Por el contrario, los agentes ocasionales –mercaderes, religiosos, músicos, campesinos, artesanos– empleaban métodos de espionaje más imaginativos. Los mercaderes al servicio del Consejo de los Diez, gestores del secreto en la Serenísima República de Venecia, desarrollaron un método metafórico en sus mensajes: cuando escribían paños bermejos, se referían a la armada turca; la armada española era codificada como paños verdes y el número de paños solicitados coincidía con las unidades militares; si recomendaban el uso del mantel de mesa estaban requiriendo la artillería, y si era obligatorio realizar el pago de una libra de seda por envío, los agentes requerían una partida de pólvora con urgencia.
No obstante, aun siendo importante proteger el contenido de los mensajes mediante cifras, lo era más garantizar el canal de comunicación entre los espías y los oficiales de la Corona encargados de transmitir los contenidos al gobierno. Durante la guerra de los Cien Años, Inglaterra desarrolló un corredor protegido para transmitir este tipo de informaciones. El punto de partida de los diversos agentes en el continente era la ciudad de Calais y el paso seguro para la entrega de información se realizaba entre la ciudad francesa de Wissant y la inglesa de Dover. Una vez en territorio insular, se habilitó un pasillo seguro hasta Londres, jalonado de postas, con parada obligatoria en las ciudades de Southwark, Canterbury y Rochester. En 1373 se disponía de un presupuesto de un marco por hombre y caballo al día.

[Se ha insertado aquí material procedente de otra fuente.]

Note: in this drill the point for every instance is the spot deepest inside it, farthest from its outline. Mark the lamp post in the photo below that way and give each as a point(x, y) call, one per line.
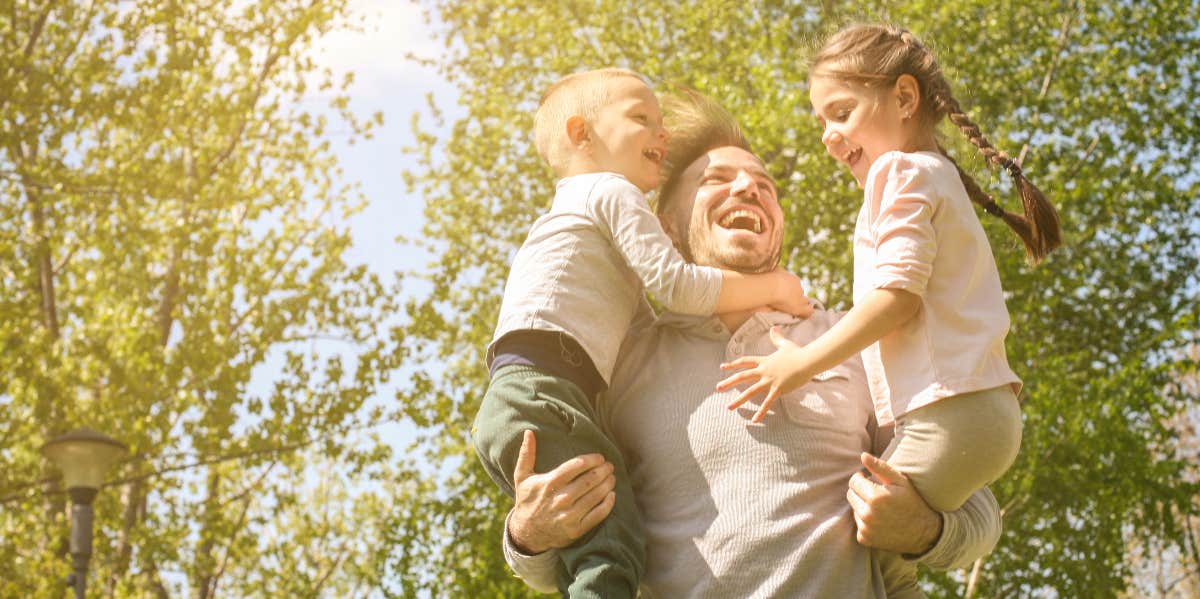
point(83, 455)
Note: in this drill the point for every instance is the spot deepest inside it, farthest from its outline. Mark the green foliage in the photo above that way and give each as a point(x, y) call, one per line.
point(172, 220)
point(1102, 95)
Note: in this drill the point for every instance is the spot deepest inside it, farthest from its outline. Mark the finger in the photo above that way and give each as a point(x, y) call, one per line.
point(745, 361)
point(733, 379)
point(772, 395)
point(587, 481)
point(856, 503)
point(599, 513)
point(526, 459)
point(570, 469)
point(883, 471)
point(757, 388)
point(594, 495)
point(863, 486)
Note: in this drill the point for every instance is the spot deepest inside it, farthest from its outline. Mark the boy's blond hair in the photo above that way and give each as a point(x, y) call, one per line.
point(582, 94)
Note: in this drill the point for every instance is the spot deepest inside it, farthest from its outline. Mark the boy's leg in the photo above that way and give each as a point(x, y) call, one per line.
point(607, 561)
point(955, 447)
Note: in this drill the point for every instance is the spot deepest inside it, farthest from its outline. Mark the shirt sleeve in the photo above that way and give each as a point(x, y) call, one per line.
point(967, 533)
point(903, 203)
point(621, 211)
point(538, 571)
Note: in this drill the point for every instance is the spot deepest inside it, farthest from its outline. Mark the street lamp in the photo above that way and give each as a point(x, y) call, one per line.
point(83, 455)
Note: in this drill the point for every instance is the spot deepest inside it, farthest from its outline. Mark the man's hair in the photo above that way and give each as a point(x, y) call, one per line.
point(696, 124)
point(582, 94)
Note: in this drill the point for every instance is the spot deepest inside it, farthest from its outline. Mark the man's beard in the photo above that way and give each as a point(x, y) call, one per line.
point(732, 258)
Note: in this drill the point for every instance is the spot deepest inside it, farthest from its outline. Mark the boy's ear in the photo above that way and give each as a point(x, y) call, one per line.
point(907, 93)
point(576, 130)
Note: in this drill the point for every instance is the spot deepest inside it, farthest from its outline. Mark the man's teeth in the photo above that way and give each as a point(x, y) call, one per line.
point(749, 221)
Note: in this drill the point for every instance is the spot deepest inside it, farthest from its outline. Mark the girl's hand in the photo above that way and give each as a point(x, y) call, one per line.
point(790, 298)
point(777, 373)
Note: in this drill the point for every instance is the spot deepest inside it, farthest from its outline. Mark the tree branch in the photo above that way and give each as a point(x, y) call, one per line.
point(1063, 35)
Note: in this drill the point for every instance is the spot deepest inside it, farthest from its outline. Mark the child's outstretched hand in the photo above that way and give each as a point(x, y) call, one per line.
point(777, 373)
point(791, 298)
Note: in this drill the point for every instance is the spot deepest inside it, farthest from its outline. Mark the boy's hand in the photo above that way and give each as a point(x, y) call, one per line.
point(777, 373)
point(790, 295)
point(555, 509)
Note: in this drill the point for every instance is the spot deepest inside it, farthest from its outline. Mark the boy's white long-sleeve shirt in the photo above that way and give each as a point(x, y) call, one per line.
point(585, 265)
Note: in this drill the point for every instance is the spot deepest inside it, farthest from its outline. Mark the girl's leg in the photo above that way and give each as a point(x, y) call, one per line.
point(954, 447)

En cualquier caso, en contra de la imagen romántica del espía aventurero difundida por la literatura y el cine, para la mayoría de las personas el espionaje constituía la más deshonesta de las actividades, pues se fundamentaba en la traición de la confianza obtenida. A través de la historia, el fin cantado de los espías fue la muerte, tras ser sometidos a los más variados métodos de tortura. Muy pocos espías desenmascarados lograron sobrevivir y los que lo hicieron fue a costa de doblar la traición. Asimismo, muy pocos hombres honorables se permitieron tal práctica en el Medievo; sólo en el siglo XX la figura del espía fue apartada del descrédito generalizado, de la infamia y de la calumnia.